Reliability and validity in psychology research


Reliability
It is important that psychology research can easily be repeated and yield the same results each time. Reliability refers to the extent to which the measurement of a particular behaviour is consistent.

Assessing and improving reliability
In order to be able to class a test or research method as reliable, it must yield consistent results each time it is used. Of course, the exact same results will not be obtained each time as participants and situations vary, but a strong positive correlation between the results of the same test will indicate reliability.

Assessing and improving reliability of observers
An observational research study using more than one observer needs to be assessed for reliability. If different observers provide significantly different observations of the same behaviour, then the data provided by those observers is unreliable. Observer reliability can therefore be assessed by correlating the data provided by the observers.

Where observer scores do not significantly correlate then reliability can be improved by:
  • Training observers in the observation techniques being used and making sure everyone agrees with them.
  • Ensuring behaviour categories are correctly and objectively operationalised. This means that the behaviour being observed can only be that behaviour. For example, “aggressive behaviour” is subjective and not operationalised, but “pushing” is objective and operationalised.

Assessing and improving reliability of psychology tests
Psychological tests, such as self report questionnaires, need to be reliable. They can be assessed for reliability using the split-half or test-retest methods, and if unreliable the questions can be improved until reliability is established.
  • The split-half method involves randomly choosing half the questions on the test and comparing the results with the other half. If there is a significant positive correlation between the two halves then the questions are reliable. Using the split-half method means the same participant can be used without having to wait for them to ‘forget’ the questions between the two halves of the test, and it is therefore a quick and easy way to establish reliability. However it can only be effective with large questionnaires in which all questions measure the behaviour being researched.
  • The test-retest method involves administering an entire test to a participant, waiting for them to ‘forget’ the questions (which could take several months), and then readministering the test. If the results from both presentations of the test significantly positively correlate then it is a reliable test. The disadvantages of the test-retest method are that it takes a long time for results to be obtained, and if too long an interval has been used then the participant may have changed in themselves which may mean a test is declared unreliable when it is in fact reliable. The advantage is that every question is checked for reliability.



Validity
Validity refers to the extent to which a research technique actually measures the behaviour it is claimed to measure. For example, a relationship questionnaire is not a valid measure of aggression.

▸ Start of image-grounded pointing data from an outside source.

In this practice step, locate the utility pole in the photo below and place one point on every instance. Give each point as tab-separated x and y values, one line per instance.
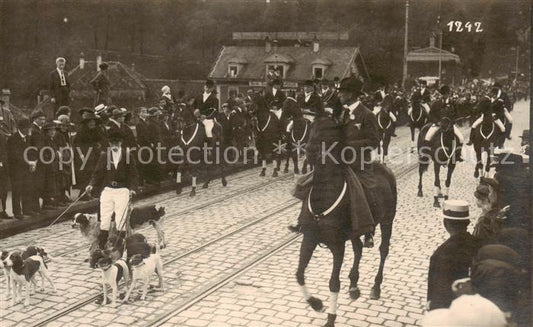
404	77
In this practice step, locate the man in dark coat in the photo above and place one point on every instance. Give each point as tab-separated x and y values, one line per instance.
59	85
115	177
101	85
37	140
275	95
207	102
310	102
452	259
361	134
19	170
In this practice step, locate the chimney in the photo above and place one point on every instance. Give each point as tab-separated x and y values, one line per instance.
268	45
98	62
316	45
82	60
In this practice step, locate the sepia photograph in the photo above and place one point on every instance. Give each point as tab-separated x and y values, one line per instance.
265	163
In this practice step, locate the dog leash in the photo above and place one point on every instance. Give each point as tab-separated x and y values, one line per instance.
67	209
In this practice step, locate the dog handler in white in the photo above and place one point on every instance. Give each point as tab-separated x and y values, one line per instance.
116	176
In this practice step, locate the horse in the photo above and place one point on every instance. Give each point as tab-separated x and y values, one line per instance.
298	136
442	150
485	139
328	205
268	130
417	119
386	129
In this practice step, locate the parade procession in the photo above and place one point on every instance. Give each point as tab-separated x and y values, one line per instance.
265	163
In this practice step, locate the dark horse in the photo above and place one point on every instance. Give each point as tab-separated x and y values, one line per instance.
442	150
298	137
191	141
328	204
485	138
417	118
268	131
386	129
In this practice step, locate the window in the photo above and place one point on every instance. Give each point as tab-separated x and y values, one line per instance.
232	91
318	72
233	70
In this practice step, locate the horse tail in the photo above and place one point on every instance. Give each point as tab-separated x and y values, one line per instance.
387	173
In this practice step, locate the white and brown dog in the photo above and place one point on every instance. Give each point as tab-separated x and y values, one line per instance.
112	273
143	267
23	272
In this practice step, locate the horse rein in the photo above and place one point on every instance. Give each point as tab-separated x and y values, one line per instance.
331	208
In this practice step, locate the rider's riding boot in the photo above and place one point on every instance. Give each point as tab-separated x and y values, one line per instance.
102	239
295	228
369	240
471	139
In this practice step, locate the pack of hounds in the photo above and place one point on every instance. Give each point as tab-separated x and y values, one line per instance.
142	259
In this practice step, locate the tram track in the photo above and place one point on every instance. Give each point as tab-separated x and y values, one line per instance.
212	287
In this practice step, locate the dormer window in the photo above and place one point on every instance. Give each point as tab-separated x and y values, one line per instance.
319	67
318	72
233	70
235	67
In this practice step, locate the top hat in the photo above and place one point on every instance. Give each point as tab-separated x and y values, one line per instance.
64	120
24	123
351	84
37	114
455	210
309	83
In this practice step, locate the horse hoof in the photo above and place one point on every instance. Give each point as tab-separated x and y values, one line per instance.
355	293
331	320
375	293
315	303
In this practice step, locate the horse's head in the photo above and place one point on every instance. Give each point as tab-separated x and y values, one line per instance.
325	136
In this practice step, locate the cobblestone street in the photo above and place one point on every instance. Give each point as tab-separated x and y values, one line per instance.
231	260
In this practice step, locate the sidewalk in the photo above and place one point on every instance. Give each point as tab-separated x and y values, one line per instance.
9	227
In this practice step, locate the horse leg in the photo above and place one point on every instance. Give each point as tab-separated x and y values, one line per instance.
436	168
357	247
307	248
451	168
334	282
479	161
386	232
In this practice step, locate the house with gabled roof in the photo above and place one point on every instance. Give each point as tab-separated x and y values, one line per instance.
244	66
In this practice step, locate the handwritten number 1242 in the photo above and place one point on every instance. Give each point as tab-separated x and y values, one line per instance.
458	26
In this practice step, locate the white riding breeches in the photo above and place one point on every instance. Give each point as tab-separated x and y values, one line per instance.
114	200
434	129
498	123
209	123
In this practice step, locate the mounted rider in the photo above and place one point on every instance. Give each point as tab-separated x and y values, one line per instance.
498	110
444	104
207	104
361	133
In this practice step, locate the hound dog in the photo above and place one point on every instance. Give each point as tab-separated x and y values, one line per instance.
23	272
143	264
112	273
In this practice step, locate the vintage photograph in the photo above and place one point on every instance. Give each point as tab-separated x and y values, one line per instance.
265	163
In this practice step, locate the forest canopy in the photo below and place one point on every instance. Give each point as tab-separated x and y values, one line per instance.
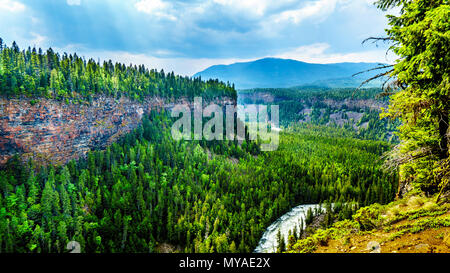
34	73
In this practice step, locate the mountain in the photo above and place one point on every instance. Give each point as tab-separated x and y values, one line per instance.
278	73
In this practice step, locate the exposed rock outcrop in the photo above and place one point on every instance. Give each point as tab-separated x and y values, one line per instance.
55	132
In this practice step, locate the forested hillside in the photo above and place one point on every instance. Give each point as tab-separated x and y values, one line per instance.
419	99
34	73
355	110
148	190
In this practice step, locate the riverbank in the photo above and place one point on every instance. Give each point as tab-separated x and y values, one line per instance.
415	224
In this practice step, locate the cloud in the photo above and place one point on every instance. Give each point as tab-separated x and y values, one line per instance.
73	2
11	6
188	35
319	53
318	9
156	7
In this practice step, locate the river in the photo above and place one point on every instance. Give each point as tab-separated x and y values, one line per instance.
268	242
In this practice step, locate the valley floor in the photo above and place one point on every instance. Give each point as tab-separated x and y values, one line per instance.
410	225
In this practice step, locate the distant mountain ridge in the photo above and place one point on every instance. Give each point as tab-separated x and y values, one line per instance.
282	73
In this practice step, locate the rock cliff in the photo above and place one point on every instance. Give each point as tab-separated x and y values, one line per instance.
55	132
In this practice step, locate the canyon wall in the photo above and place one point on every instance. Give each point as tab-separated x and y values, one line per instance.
55	132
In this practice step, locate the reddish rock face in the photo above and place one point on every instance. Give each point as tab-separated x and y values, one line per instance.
55	132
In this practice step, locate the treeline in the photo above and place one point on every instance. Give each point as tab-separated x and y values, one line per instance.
34	73
322	106
147	189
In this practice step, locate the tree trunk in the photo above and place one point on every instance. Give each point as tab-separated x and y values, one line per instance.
443	128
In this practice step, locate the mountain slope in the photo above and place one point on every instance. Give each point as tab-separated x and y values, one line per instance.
273	73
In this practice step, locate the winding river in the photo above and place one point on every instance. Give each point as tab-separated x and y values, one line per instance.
268	242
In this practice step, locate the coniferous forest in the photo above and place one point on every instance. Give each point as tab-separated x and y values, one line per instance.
363	154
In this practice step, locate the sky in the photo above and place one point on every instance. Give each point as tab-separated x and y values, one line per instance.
187	36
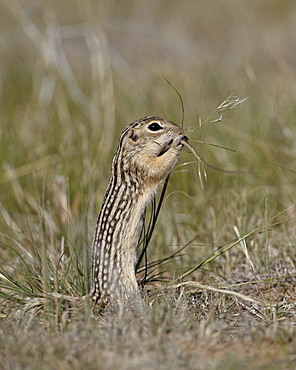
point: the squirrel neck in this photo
(117, 234)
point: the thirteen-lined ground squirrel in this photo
(146, 153)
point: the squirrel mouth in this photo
(177, 142)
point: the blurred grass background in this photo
(73, 74)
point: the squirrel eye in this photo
(154, 126)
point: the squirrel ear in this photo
(134, 137)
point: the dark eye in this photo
(154, 126)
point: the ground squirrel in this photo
(147, 151)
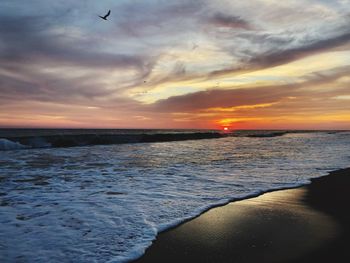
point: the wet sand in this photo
(306, 224)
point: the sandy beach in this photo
(306, 224)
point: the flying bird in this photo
(105, 17)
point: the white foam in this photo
(107, 203)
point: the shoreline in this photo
(299, 224)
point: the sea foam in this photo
(107, 203)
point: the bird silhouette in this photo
(105, 17)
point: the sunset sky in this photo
(253, 64)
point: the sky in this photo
(253, 64)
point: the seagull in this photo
(105, 17)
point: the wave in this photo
(72, 140)
(10, 145)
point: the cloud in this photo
(229, 21)
(227, 98)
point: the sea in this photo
(89, 196)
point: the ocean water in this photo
(106, 203)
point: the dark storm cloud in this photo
(248, 96)
(277, 56)
(230, 21)
(32, 39)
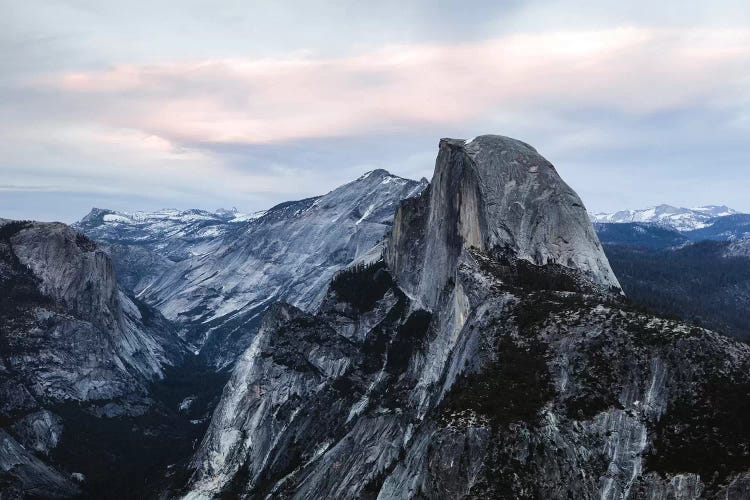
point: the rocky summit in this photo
(489, 353)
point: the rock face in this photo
(69, 335)
(489, 355)
(216, 275)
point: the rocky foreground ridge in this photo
(215, 274)
(70, 339)
(488, 354)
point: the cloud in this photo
(609, 107)
(627, 70)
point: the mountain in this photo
(707, 282)
(639, 234)
(144, 245)
(74, 346)
(729, 228)
(489, 354)
(216, 274)
(681, 219)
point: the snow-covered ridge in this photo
(681, 219)
(215, 273)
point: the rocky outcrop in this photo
(217, 276)
(484, 357)
(491, 193)
(68, 336)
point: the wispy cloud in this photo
(626, 70)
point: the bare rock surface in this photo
(489, 355)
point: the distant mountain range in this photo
(701, 274)
(681, 219)
(216, 273)
(463, 338)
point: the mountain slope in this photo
(218, 286)
(706, 282)
(69, 337)
(505, 374)
(638, 234)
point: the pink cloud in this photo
(627, 70)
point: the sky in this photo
(143, 105)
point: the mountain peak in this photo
(489, 193)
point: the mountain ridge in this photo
(518, 377)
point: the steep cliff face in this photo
(68, 335)
(491, 193)
(511, 371)
(221, 275)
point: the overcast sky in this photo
(142, 105)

Assessing and improving internal validity
Internal validity means, “Does this test accurately measure what it is supposed to?” If a test is used to measure a behaviour, and there is a difference in that behaviour between participants but the test does not measure the difference, then the test has no internal validity.

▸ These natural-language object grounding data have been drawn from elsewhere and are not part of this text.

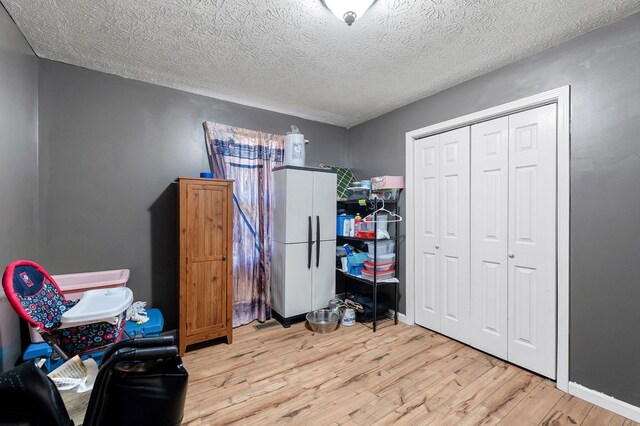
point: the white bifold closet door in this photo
(513, 238)
(532, 290)
(489, 241)
(442, 240)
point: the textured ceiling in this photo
(294, 56)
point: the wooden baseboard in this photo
(401, 317)
(605, 401)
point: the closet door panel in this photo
(532, 240)
(427, 286)
(453, 244)
(489, 209)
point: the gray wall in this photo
(18, 166)
(603, 69)
(109, 150)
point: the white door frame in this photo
(561, 97)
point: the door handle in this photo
(317, 241)
(310, 243)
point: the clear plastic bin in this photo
(383, 258)
(380, 276)
(384, 246)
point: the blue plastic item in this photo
(340, 224)
(355, 263)
(153, 327)
(43, 350)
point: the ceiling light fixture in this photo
(348, 10)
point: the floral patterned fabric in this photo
(46, 306)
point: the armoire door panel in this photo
(453, 238)
(206, 303)
(206, 216)
(489, 179)
(427, 287)
(205, 266)
(532, 240)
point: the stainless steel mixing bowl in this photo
(323, 321)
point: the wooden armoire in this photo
(205, 236)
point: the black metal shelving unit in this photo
(371, 206)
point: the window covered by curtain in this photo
(247, 157)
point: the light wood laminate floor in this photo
(399, 375)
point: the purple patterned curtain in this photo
(247, 157)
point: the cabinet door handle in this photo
(317, 241)
(310, 244)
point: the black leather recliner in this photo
(140, 381)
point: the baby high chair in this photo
(70, 327)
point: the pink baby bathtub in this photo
(74, 285)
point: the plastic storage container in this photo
(383, 258)
(384, 246)
(381, 275)
(340, 224)
(380, 267)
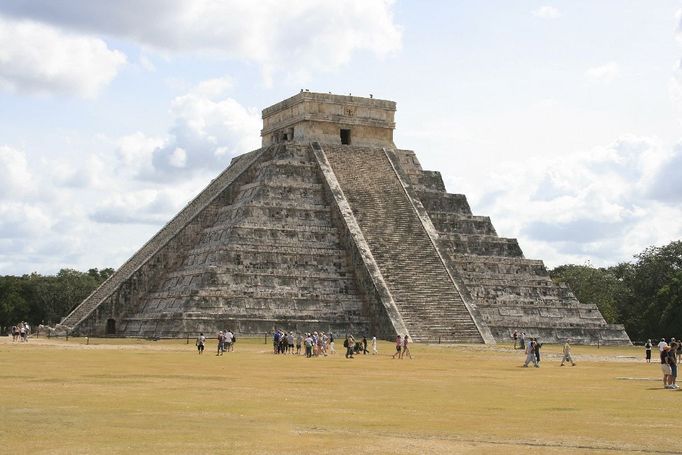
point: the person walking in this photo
(647, 350)
(672, 362)
(538, 345)
(406, 350)
(221, 343)
(201, 341)
(349, 345)
(398, 346)
(530, 354)
(567, 354)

Assessing and improving external validity
External validity means, “Can the results from this test be generalised to populations and situations beyond the situation or population being measured?” There are two types of external validity, population validity and ecological validity:
  • Population validity refers to the extent to which the results can be generalised to groups of people other than the sample of participants used. Much psychological research uses university students as participants, e.g. Asch (1959), and it is difficult to say for sure that the results can be generalised to anyone other than university students.
  • Ecological validity refers to the extent to which the task used in a research study is representative of real life. Research into eyewitness testimony, for example, has generally lacked ecological validity as participants viewed incidents on video screens rather than in real life.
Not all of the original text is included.